Diversity of Religion

Tammy: Ummmm–actually, religion is quite diverse. Mithros worshippers don’t invariably worship the other gods, though they may at least pay lip service to the Goddess (or rather, it’s respect for another religion with a strong following), any more than Goddess worshippers worship the Hag or the Horse Lords or Mithros. The one universal god is the Black God of death. George is respectful of Mithros and the Goddess, because he knows people who have met them, but his primary allegiance is to the Trickster, also known as Kyprioth. Fadal (“Elder Brother”) was brought up in the faith of the God in the Flame and his prophet, but her father told her of other gods. Weiryn and the Green Lady are worshipped only in the mountains shared by Tortall and Galla. The K’mir worship the Horse Lords and their parents, and I haven’t even gotten to the local gods in the Yamani Islands, Maren, Saraine, Tyra, Tusaine, and Scanra.

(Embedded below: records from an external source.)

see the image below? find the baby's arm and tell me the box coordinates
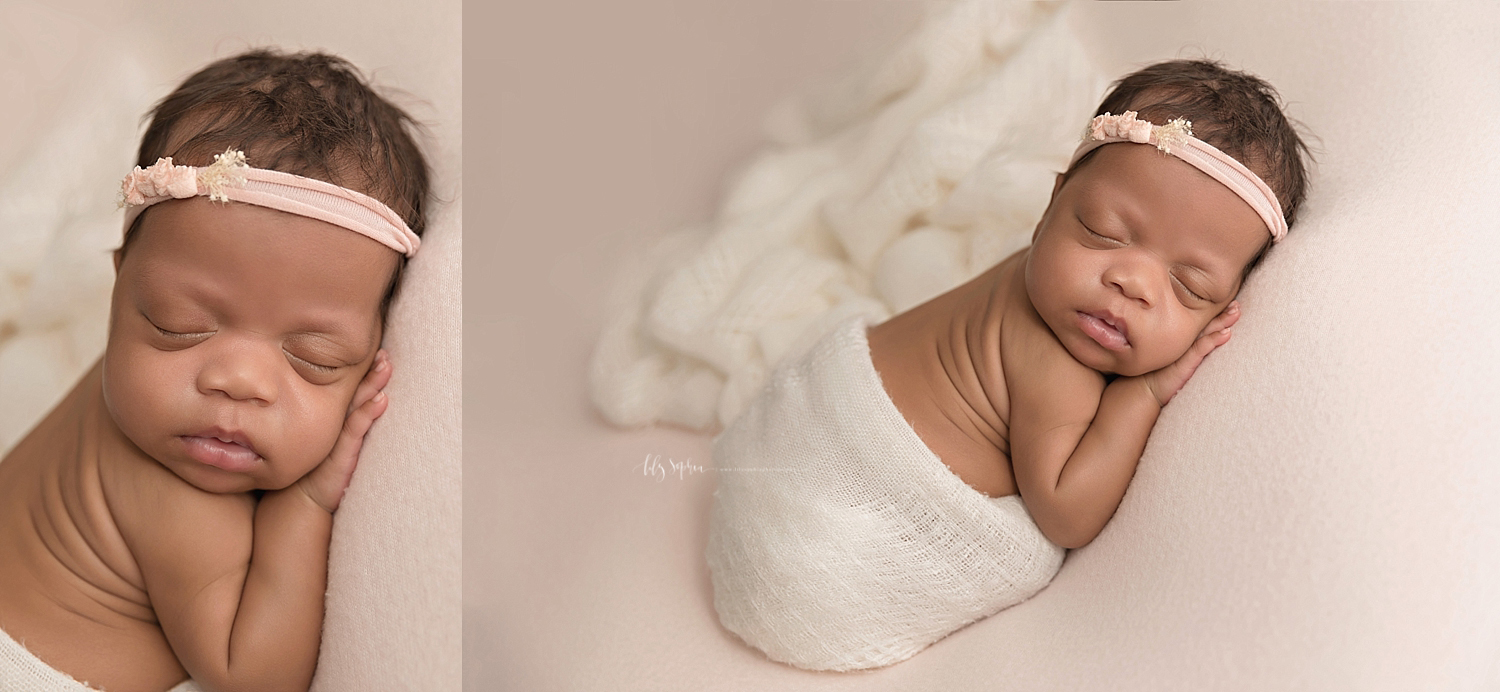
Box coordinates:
[1009,306,1238,549]
[122,352,391,692]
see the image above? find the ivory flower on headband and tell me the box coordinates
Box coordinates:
[1071,111,1287,242]
[118,148,420,257]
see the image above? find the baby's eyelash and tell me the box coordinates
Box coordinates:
[1172,274,1207,301]
[286,351,339,373]
[1082,223,1121,244]
[152,323,212,339]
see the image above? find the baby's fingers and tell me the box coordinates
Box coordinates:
[303,391,390,513]
[1180,325,1233,374]
[1147,326,1232,406]
[349,350,393,414]
[1196,322,1234,354]
[334,389,390,465]
[1201,301,1241,338]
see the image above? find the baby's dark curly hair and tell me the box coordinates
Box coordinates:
[1070,60,1313,270]
[124,48,431,318]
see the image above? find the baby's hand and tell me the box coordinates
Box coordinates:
[296,349,393,513]
[1140,301,1240,407]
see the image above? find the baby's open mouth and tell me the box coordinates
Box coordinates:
[182,429,262,473]
[1077,311,1129,351]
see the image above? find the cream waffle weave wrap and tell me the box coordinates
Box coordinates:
[706,314,1065,671]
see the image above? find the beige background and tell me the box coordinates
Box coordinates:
[468,1,1500,691]
[464,1,926,687]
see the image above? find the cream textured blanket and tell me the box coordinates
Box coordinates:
[0,626,201,692]
[707,314,1064,671]
[589,1,1104,432]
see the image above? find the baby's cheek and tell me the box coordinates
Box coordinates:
[1153,318,1210,369]
[267,389,351,484]
[102,342,188,449]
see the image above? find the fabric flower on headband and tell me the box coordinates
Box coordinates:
[1089,111,1153,144]
[119,157,197,207]
[1086,111,1194,156]
[118,148,250,208]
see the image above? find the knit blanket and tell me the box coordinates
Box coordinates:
[589,0,1106,432]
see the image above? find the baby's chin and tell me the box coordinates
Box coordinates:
[172,470,262,495]
[155,445,309,496]
[1061,338,1176,378]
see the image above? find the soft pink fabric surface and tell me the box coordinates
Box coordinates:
[475,1,1500,690]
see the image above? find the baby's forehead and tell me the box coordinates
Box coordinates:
[126,198,397,312]
[1065,147,1269,266]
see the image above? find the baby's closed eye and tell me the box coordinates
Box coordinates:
[284,350,341,374]
[1169,273,1209,302]
[1078,218,1125,246]
[143,310,215,343]
[282,334,372,383]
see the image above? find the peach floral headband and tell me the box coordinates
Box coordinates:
[118,148,420,257]
[1069,111,1287,242]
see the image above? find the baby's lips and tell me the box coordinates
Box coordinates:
[1086,309,1130,343]
[1077,310,1130,351]
[189,426,259,455]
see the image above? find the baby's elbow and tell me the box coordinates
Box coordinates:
[1039,516,1101,550]
[196,668,312,692]
[1054,532,1096,550]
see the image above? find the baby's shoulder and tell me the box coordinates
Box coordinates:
[997,296,1105,415]
[101,448,256,564]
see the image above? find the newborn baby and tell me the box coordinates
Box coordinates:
[0,51,428,692]
[708,59,1311,670]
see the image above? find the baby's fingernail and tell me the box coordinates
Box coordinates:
[375,391,387,403]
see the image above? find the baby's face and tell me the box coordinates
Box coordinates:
[1025,143,1268,376]
[102,197,398,494]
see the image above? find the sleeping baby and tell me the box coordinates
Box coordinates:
[0,50,428,691]
[707,59,1311,670]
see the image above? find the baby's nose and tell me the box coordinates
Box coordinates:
[196,342,279,405]
[1103,262,1159,306]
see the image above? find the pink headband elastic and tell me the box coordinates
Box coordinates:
[119,149,420,257]
[1068,111,1287,242]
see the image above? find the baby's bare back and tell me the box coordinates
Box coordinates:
[0,362,194,692]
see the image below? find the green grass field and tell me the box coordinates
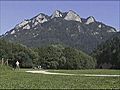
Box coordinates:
[0,65,120,89]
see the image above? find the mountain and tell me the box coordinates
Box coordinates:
[0,10,117,53]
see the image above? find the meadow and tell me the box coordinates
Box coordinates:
[0,65,120,89]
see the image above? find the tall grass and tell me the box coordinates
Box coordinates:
[0,64,12,71]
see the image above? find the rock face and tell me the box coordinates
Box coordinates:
[15,20,30,29]
[64,10,82,22]
[31,13,49,27]
[85,16,95,24]
[51,10,63,18]
[0,10,117,53]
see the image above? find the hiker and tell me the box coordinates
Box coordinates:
[16,61,20,69]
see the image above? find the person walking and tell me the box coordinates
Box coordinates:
[16,61,20,69]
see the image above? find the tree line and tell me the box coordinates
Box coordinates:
[0,39,96,69]
[0,33,120,69]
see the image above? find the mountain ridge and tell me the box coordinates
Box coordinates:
[0,10,118,53]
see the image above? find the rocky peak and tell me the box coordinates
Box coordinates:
[86,16,95,24]
[15,19,30,29]
[33,13,48,23]
[51,10,63,19]
[30,13,49,27]
[64,10,82,22]
[107,28,116,32]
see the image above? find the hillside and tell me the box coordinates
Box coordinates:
[92,32,120,69]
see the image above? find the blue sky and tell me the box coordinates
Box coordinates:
[0,1,120,35]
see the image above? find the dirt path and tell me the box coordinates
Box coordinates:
[26,70,120,77]
[26,70,74,75]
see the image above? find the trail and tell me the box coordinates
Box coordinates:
[26,70,120,77]
[26,70,74,75]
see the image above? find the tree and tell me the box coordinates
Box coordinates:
[0,39,38,68]
[92,34,120,69]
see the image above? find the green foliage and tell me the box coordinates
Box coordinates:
[34,45,96,69]
[0,39,37,68]
[63,47,96,69]
[0,39,96,69]
[92,33,120,69]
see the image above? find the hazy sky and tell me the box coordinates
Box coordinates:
[0,1,120,35]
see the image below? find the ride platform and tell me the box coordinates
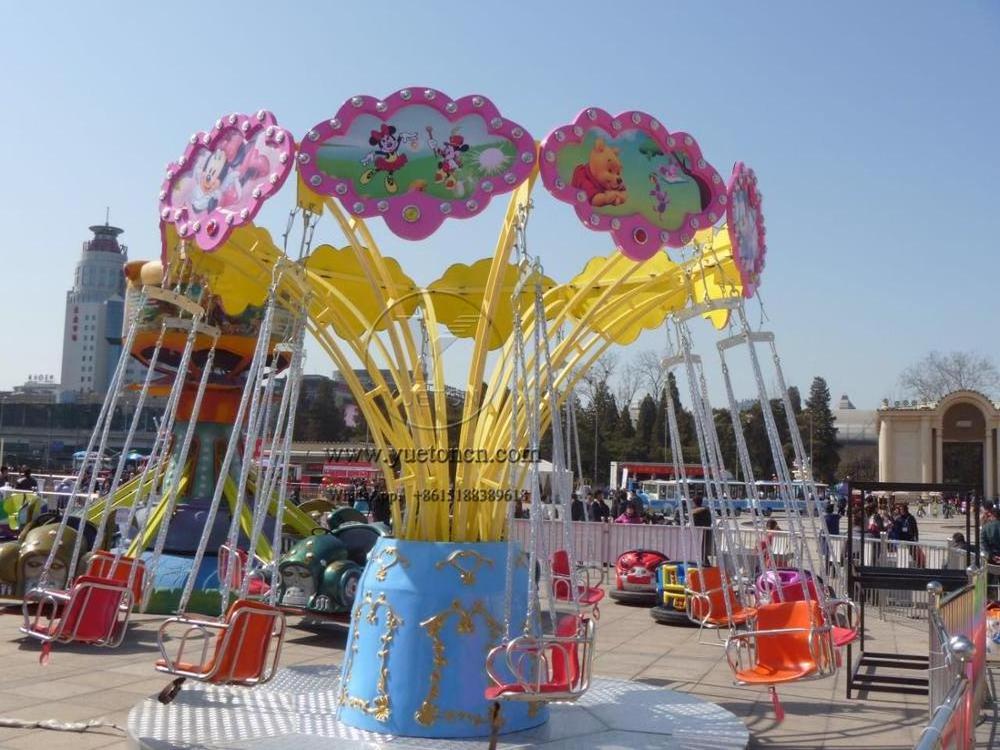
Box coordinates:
[126,664,750,749]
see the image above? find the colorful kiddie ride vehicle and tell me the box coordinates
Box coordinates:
[0,513,108,598]
[650,560,698,625]
[608,549,670,605]
[276,512,387,624]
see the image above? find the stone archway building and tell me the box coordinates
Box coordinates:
[876,390,999,498]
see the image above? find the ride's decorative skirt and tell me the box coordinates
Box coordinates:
[335,538,548,738]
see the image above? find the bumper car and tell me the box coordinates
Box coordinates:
[608,549,669,606]
[650,560,698,625]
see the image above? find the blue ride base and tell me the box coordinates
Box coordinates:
[336,538,548,738]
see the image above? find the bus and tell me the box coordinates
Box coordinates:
[638,478,828,517]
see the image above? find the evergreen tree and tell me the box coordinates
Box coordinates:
[617,403,635,439]
[666,372,699,464]
[712,408,737,478]
[295,380,345,441]
[636,394,657,448]
[804,377,839,483]
[787,386,802,415]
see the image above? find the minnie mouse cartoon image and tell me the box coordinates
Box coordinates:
[188,132,271,214]
[426,126,469,195]
[360,123,418,194]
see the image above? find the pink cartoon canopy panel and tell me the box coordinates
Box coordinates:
[539,107,726,261]
[297,88,537,240]
[726,162,767,298]
[159,111,295,252]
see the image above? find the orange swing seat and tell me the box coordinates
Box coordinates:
[155,599,285,685]
[86,550,147,608]
[687,567,757,627]
[725,599,835,686]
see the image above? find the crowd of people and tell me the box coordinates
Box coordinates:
[0,465,38,491]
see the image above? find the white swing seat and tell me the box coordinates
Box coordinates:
[21,575,133,648]
[155,599,285,686]
[484,614,595,702]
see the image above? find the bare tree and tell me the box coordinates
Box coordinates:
[899,350,1000,402]
[614,360,642,413]
[634,350,668,399]
[581,353,618,406]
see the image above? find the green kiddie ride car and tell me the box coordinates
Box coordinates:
[276,509,387,621]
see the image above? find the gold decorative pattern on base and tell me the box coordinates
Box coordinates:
[371,546,411,582]
[434,549,494,586]
[415,599,503,727]
[338,592,403,723]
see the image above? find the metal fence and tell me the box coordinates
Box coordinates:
[917,567,987,750]
[730,529,959,620]
[508,519,706,566]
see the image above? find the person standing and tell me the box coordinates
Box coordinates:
[589,490,610,521]
[614,499,644,524]
[691,494,713,565]
[982,505,1000,563]
[14,467,37,491]
[570,492,585,522]
[891,503,919,542]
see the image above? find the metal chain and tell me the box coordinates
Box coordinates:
[178,266,282,615]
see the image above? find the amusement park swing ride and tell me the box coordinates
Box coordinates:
[0,87,858,747]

The Banjiku of Carthak don’t worship any of the Great Gods at all, and they definitely don’t like the Graveyard Hag! Kyprioth is the former patron god of the Isles, but the raka, or natives, worship Gunapi the Sunrose, a warrior goddess who also rules over volcanoes and isn’t an aspect of the Goddess.

What’s different is that people for the most part respect other ways and other gods. They don’t diss other people’s beliefs (except for odd abnormalities like Yahzed worshippers, or the true believers of the Flame and his Prophet). It’s my idea of an ideal world, where people grant others their own beliefs and don’t slam each other over religion, for the most part.